Characteristics of the late HBV–host genome fusions

From 2 w.p.i. onward, HBV was found integrated at several sites (Table 2). One of the most prominent NEIS at 2 and 4 w.p.i. with HBV NL01.A was myosin III B at Ch2q31.1. This junction was the eight- bp overlapping homologous junction with sequence AAGAGCTG created by overlapping nts 1770–1717 of HBx and nts 171 450 967–171 450 960 of Ch2q31.1, and was confirmed in nine clones (Figure 5). Another prominent site was at gene encoding zinc finger protein 782 (ZNF782) on Ch9q22.3 forming the HTJ-type bond between HBx of HBV NL01.A at nt 1784 and nt 99 607 513 of Ch9q22.3 (Figure 6). Infection with NL03.E led to formation of yet another prominent junction with a tandemly repeating non-coding DNA, HSAT-II, located on Ch16p11.2. This HTJ was formed by HBx nt 1826 and nt 34 456 932 of Ch16p11.2 and was detected in 12 clones at 2 w.p.i. (Figure 7). As mentioned, a single hit at HSAT-II on Ch10q11.21 was also identified as an EIS after infection with NL01.A (Table 2).

Figure 5
figure 5

HBV integration with myosin III B (Myo3B) encoding gene in HepaRG cells at 2 and 4 weeks post infection with NL01.A. (a) Schematic presentation of integration of HBx sequence (continuous lines) with Myo3B (shaded boxes) detected in five (1–5) and four (1–4) clones obtained at 2 and 4 w.p.i., respectively. Different lengths of the Myo3 sequences, HBV and Myo3B nucleotides forming the eight-bp OHJ, and location of the integration in Ch11q13.1 and within the HBx sequence are shown. (b) Electropherograms detailing nucleotides forming the junction in relation to sequences of HBV (continuous line) and Myo3B (dashed line).

Figure 6
figure 6

HBV junction with zinc finger protein 782 (ZNF782) encoding gene in HepaRG cells at 2 and 4 weeks post infection with NL01.A. (a) Integration of HBx sequence (continuous lines) with ZNF782 gene (shaded boxes) identified in two clones (1–2) obtained at 2 w.p.i. and in six clones (1–6) obtained at four w.p.i. Lengths of the ZNF782 sequences identified, nucleotides of the HBV and ZNF782 HTJ, and location of the junction in the HBx sequence and Ch11q25 are shown. (b) Electropherograms detailing the junction nucleotides in relation to the HBV (continuous line) and the ZNF782 (dashed line) sequences.

Figure 7
figure 7

HBV DNA integration with retrotransposon human satellite DNA II (HSAT-II) DNA at 2 weeks after infection with NL03.E. (a) Schematic presentation of HBx (continuous lines) integrated with HSAT-II (shaded boxes) identified in 12 independent clones (1–12). All clones demonstrated the same HTJ sequence and locations within Ch16p11.2. (b) Electropherograms show in detail nucleotides forming the breaking point between HBV (continuous line) and HSAT-II (dashed line).

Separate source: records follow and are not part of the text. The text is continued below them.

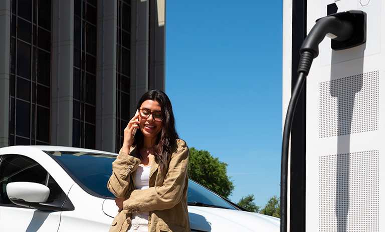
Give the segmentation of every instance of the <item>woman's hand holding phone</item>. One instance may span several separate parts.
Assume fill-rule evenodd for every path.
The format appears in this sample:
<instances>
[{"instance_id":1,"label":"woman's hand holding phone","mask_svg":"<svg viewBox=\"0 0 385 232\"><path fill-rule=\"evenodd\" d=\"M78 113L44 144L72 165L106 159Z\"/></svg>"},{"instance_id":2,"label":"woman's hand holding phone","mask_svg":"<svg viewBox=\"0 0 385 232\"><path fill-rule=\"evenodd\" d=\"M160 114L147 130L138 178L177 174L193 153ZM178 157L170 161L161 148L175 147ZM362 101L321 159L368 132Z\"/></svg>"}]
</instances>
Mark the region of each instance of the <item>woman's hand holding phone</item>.
<instances>
[{"instance_id":1,"label":"woman's hand holding phone","mask_svg":"<svg viewBox=\"0 0 385 232\"><path fill-rule=\"evenodd\" d=\"M139 128L139 110L137 110L135 116L130 120L124 129L124 138L122 152L127 154L129 152L130 148L134 142L134 136L138 128Z\"/></svg>"}]
</instances>

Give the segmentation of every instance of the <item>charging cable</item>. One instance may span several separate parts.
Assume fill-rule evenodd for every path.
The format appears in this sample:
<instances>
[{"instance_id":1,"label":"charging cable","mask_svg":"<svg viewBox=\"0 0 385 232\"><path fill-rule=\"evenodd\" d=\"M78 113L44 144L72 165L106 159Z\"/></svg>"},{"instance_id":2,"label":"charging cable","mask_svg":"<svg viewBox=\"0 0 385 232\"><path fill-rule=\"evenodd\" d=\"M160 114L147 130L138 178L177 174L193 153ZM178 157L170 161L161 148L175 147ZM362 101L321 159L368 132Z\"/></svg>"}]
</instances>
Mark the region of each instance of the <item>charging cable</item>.
<instances>
[{"instance_id":1,"label":"charging cable","mask_svg":"<svg viewBox=\"0 0 385 232\"><path fill-rule=\"evenodd\" d=\"M292 92L282 136L281 232L286 232L287 230L287 175L290 130L301 90L313 60L318 56L318 44L325 36L332 38L331 48L334 50L347 49L364 44L366 42L366 13L361 10L349 10L322 18L316 21L315 24L302 42L297 71L298 78Z\"/></svg>"}]
</instances>

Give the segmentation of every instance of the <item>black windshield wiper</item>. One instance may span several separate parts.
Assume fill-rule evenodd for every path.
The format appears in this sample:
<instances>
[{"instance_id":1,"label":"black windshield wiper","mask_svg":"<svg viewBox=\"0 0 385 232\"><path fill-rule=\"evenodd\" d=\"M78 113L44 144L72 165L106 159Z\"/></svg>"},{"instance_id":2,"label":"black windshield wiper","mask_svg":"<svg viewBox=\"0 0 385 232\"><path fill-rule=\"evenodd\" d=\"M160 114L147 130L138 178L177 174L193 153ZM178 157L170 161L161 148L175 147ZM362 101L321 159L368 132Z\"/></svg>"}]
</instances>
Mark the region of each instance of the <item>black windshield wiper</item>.
<instances>
[{"instance_id":1,"label":"black windshield wiper","mask_svg":"<svg viewBox=\"0 0 385 232\"><path fill-rule=\"evenodd\" d=\"M228 210L229 209L229 208L227 208L226 207L223 207L222 206L215 206L214 204L205 204L205 203L203 203L202 202L187 202L187 205L194 206L201 206L203 207L212 207L213 208L227 208Z\"/></svg>"}]
</instances>

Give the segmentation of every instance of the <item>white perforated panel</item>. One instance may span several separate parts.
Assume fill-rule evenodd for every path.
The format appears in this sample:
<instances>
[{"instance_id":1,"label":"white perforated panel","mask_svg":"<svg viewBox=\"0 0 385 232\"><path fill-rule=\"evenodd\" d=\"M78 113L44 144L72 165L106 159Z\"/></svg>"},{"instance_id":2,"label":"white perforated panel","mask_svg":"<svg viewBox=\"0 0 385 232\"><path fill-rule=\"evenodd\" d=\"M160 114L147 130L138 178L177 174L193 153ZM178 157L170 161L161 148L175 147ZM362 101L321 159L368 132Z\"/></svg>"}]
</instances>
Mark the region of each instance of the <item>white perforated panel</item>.
<instances>
[{"instance_id":1,"label":"white perforated panel","mask_svg":"<svg viewBox=\"0 0 385 232\"><path fill-rule=\"evenodd\" d=\"M319 158L319 231L379 231L378 151Z\"/></svg>"},{"instance_id":2,"label":"white perforated panel","mask_svg":"<svg viewBox=\"0 0 385 232\"><path fill-rule=\"evenodd\" d=\"M378 72L319 84L319 138L378 130Z\"/></svg>"}]
</instances>

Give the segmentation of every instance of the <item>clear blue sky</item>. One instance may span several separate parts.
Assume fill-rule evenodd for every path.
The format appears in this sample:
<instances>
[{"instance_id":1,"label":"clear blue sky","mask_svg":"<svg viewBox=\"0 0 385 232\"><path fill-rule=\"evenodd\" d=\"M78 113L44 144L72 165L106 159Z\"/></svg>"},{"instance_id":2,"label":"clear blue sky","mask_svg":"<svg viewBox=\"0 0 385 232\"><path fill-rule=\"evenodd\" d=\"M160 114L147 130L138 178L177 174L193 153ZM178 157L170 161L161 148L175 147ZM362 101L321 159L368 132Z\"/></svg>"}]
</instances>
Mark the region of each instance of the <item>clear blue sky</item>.
<instances>
[{"instance_id":1,"label":"clear blue sky","mask_svg":"<svg viewBox=\"0 0 385 232\"><path fill-rule=\"evenodd\" d=\"M166 92L180 137L228 164L238 202L279 196L282 1L167 0Z\"/></svg>"}]
</instances>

In addition, there were several NEIS detected in singular clones, including: eEF1AP14 on Ch1q31.3 (Table 2), RNU7-147B on Ch2q33.1 (Table 2), ZBED3 on Ch5q13.3 (Supplementary Figure 3A), AC144568 on Ch8p23.1 (Table 2), and TET1 on Ch10q21.3 (Supplementary Figure 3B). All of them were HTJ with HBx.

WHV–host DNA integrations

Three woodchucks showed WHV-specific signals after invPCR/NAH in liver biopsies collected at 1 or 3 h.p.i. (Figure 1b). These were integrations of the X gene (WHx) or preS region (WHpS), as verified by clonal sequencing. Several VEIS were identified (Table 3). The most prominent was that detected in Lbx-2 from Cw4/M, but the gene could not be assigned due to limited woodchuck sequence recognition. In two clones, WHx integrated at AAK1 gene on Ch2q14, based on >80% homology with human sequence (Table 3). Other VEIS were located at MAML2, KIA1117, PHACTR3 and LPIN3 genes. All of them formed HTJ with WHpS or WHx. Junctions were also identified in Lbx-3 samples acquired at 6 w.p.i. However, except for the HDAC-9 gene, their human equivalents could not be identified (Table 3). Identification of another site, NLRC5, was based on compatibility with the mouse genome. WHV integrations with MAML2, PHACTR3 and NLRC5 are shown in Supplementary Figure 4. Overall, this investigation confirmed that WHV, similar to HBV, integrates into host genome almost immediately after infection.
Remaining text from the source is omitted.